Maya eut un petit rire sec et Michel se fendit d’un sourire. Puis il haussa les épaules et reprit son air grave. Il ne s’était pas fait avoir par le traitement comme les autres. Des histoires d’immortalité dans une chair mortelle, avait-il toujours dit et répété. Il était d’une morbidité absolue sur le sujet. Encore une illustration de son propos.
— Alors la plus qu’humaine a fini par se faire avoir, dit-il.
— Elle prenait trop de risques, aussi. L’idiote ! Elle l’a bien cherché.
— Elle n’y croyait pas.
Maya hocha la tête. Ça ne faisait aucun doute. Rares étaient ceux qui croyaient encore à la mort, surtout les jeunes, qui n’y avaient jamais cru, même avant le traitement, et maintenant moins que jamais. Mais qu’on y croie ou non, elle frappait de plus en plus souvent, surtout les plus vieux, évidemment. De nouvelles maladies, d’anciennes qui revenaient, ou un effondrement rapide, holistique, sans cause apparente.
C’est comme ça qu’étaient partis, ces dernières années, Helmut Bronski et Derek Hastings, des gens que Maya avait rencontrés, sinon bien connus. Et voilà qu’un accident avait frappé un être bien plus jeune qu’eux. Cela n’avait aucun sens, ça n’entrait dans aucun schéma. C’était l’imprudence de la jeunesse. Un accident. Le hasard. Un coup du sort.
— Tu veux toujours que Peter revienne ? demanda Michel, changeant radicalement de sujet.
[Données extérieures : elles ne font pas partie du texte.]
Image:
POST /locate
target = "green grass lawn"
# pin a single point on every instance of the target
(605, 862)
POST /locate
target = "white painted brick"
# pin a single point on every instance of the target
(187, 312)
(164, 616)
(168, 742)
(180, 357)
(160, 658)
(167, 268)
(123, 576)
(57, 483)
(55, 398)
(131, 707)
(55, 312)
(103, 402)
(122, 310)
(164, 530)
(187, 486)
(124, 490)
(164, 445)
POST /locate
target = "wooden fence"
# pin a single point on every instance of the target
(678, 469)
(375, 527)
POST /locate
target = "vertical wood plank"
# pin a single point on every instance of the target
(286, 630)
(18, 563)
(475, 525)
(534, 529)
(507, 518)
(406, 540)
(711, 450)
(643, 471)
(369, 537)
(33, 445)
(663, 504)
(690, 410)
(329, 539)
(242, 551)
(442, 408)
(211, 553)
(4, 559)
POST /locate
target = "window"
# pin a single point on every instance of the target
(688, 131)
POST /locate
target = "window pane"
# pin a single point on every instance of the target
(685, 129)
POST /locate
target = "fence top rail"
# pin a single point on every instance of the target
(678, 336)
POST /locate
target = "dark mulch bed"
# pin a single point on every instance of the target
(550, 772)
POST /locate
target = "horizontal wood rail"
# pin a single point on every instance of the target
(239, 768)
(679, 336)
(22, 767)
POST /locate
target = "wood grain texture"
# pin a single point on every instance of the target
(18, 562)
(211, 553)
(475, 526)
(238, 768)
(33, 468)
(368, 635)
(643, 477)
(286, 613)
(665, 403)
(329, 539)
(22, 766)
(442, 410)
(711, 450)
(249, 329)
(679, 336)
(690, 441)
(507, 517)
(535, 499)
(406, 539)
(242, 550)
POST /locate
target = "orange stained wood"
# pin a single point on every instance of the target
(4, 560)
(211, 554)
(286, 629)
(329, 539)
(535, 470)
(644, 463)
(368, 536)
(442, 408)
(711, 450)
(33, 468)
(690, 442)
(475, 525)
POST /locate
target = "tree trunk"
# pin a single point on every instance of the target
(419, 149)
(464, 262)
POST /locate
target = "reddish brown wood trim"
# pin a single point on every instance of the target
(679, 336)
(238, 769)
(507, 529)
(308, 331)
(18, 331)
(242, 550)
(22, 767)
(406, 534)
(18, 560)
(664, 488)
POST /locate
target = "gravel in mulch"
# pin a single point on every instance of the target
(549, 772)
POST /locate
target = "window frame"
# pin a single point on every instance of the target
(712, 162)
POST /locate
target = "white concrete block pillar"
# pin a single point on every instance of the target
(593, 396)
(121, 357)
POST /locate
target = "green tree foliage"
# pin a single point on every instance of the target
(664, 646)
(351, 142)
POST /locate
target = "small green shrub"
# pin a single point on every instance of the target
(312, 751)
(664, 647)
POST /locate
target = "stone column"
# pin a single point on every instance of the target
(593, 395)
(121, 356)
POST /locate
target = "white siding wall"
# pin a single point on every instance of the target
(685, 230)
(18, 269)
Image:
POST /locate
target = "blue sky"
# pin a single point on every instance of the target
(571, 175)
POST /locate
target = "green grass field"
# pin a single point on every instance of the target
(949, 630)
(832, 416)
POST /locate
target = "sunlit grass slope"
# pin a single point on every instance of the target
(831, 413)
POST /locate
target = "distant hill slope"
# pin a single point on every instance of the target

Allons bon ! Michel qui donnait dans la realpolitik ! Ah… C’était pour lui changer les idées. Elle manqua éclater de rire.
— Essayons toujours de le contacter. Il voudra peut-être venir, dit-elle.
Mais c’était seulement pour rassurer Michel. Le cœur n’y était pas.
La ronde des morts avait commencé.
4
Mais elle ne le savait pas, à ce moment-là. Ce n’était que la fin de leur voyage sur le canal.
La loupe spatiale avait cessé son œuvre de forage juste avant le bord est de la cataracte du bassin d’Hellas, entre Dao et Harmakhis Vallis. La dernière partie avait été creusée par des moyens conventionnels, et la rapidité de la descente, du côté est du bassin, avait exigé la construction de multiples écluses qui faisaient ici office de barrage. L’aspect du canal n’était plus du tout le même que dans les highlands. C’était maintenant une succession de lacs de réservoir reliés par de larges tronçons de rivière rougeâtres. À travers les parois cristallines des écluses, l’enfilade de lacs leur apparaissait comme un escalier géant aux marches bleues descendant jusqu’au miroir de bronze lointain de la mer d’Hellas. Ils descendirent donc, marche après marche, participant à une lente parade de barges et de bateaux à voile, de bateaux de croisière et à vapeur. Les canyons de Dao et d’Harmakhis entaillaient profondément le plateau de roche rouge à gauche et à droite, mais depuis que les bâches avaient été enlevées, il fallait pour les voir se trouver juste au bord, et ils étaient invisibles du canal.